When I went out to the field, Chloe, being in heat, was extra frisky and kicked out at George right in front of me. Earlier in the day, I'd been out in the field, and Bridget and George had stood about 10 feet apart looking at each other, while I walked back and forth from one to the other, scratching each one's head. But there was to be no such detente this time. I was a bit flustered, and my energy was very scattered. I thought to myself, "Oh gosh, I'm just in the way, maybe I should have stayed in the house." Whereupon George came up and slid me into the cozy spot next to his flank. As soon as I was there, my head immediately cleared. I rested my chin on his back and slowed down. We stood for a couple of minutes, and when I was relaxed, George sighed, chewed, and then walked over to get some hay, allowing Bridget to come up for some attention.
I scratched her hindquarters for a bit and then got sick of that. After trying in vain to get me to start again, she and Rose followed me over to some shade trees, where we hung out for a while. Then George, at a moment deemed appropriate by himself (and possibly because Bridget had started asking me to scratch her hindquarters again), came over and shooed the mares away. He and I spent a little time together, and then I had to leave. He followed me to the gate and stood looking at me over the fence. I told him I wished he could come to the post office with me. (Any of you who haven't yet seen Patches the Coolest Horse better go watch it now. Sorry about the cheeseburger.)
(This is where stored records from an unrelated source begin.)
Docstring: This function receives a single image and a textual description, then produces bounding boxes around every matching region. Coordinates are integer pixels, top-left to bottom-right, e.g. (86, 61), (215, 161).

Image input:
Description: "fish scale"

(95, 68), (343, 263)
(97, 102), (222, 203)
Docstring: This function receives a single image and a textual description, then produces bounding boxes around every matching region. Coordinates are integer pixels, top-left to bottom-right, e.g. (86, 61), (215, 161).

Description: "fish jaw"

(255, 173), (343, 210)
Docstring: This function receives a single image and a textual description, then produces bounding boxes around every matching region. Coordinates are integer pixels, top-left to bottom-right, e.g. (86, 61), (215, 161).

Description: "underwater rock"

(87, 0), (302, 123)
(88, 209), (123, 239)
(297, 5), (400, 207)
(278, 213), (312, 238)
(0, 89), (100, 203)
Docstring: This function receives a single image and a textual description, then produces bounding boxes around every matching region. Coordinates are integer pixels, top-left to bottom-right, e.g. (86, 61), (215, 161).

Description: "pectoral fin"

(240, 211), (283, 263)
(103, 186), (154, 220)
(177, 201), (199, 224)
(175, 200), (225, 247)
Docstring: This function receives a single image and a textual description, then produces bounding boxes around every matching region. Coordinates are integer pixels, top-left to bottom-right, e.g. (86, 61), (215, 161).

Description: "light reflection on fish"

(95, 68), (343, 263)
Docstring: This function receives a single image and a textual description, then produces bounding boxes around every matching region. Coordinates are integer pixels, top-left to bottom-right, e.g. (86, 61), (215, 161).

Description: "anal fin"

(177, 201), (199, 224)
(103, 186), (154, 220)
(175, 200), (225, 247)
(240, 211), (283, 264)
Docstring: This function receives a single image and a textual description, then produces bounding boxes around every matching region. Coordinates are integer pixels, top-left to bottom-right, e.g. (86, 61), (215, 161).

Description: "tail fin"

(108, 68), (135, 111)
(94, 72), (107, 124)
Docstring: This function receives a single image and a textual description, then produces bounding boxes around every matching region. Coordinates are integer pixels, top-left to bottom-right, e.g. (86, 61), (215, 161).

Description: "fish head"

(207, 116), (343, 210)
I think George is drawing his own conclusions about what we're doing, or trying to do, whatever that is. My own view of things is very coloured by language, by linear thought processes, by "things I've read" and "things I've heard." George has none of that. He observes me, and his fellow horses, and other people, and probably things out there in the atmosphere about which I know nothing. He is putting together his own viewpoint about our horse-human project.
One thing I just realized about George is that despite the menacing looks which send the mares skittering away, he has never made contact, or tried to make contact, with them. He's never even opened his mouth.
That was yesterday. Today, after they'd had breakfast, they were all standing by the fence for a long time, with George staring pointedly at the house. I went out and fixed their water, but that wasn't it. George pawed at the fence. I told my daughter to go take her horse for a walk, so off they went. There they are in the distance at the end of the drive:
However, when they returned and my daughter went to talk to Bridget, George resumed his post, staring at the house, waiting for me to come out:
It's funny that just when I was complaining that the horses didn't focus on me, George spends about an hour staring intently at the house, willing me to come out so he can ask me to do something for him!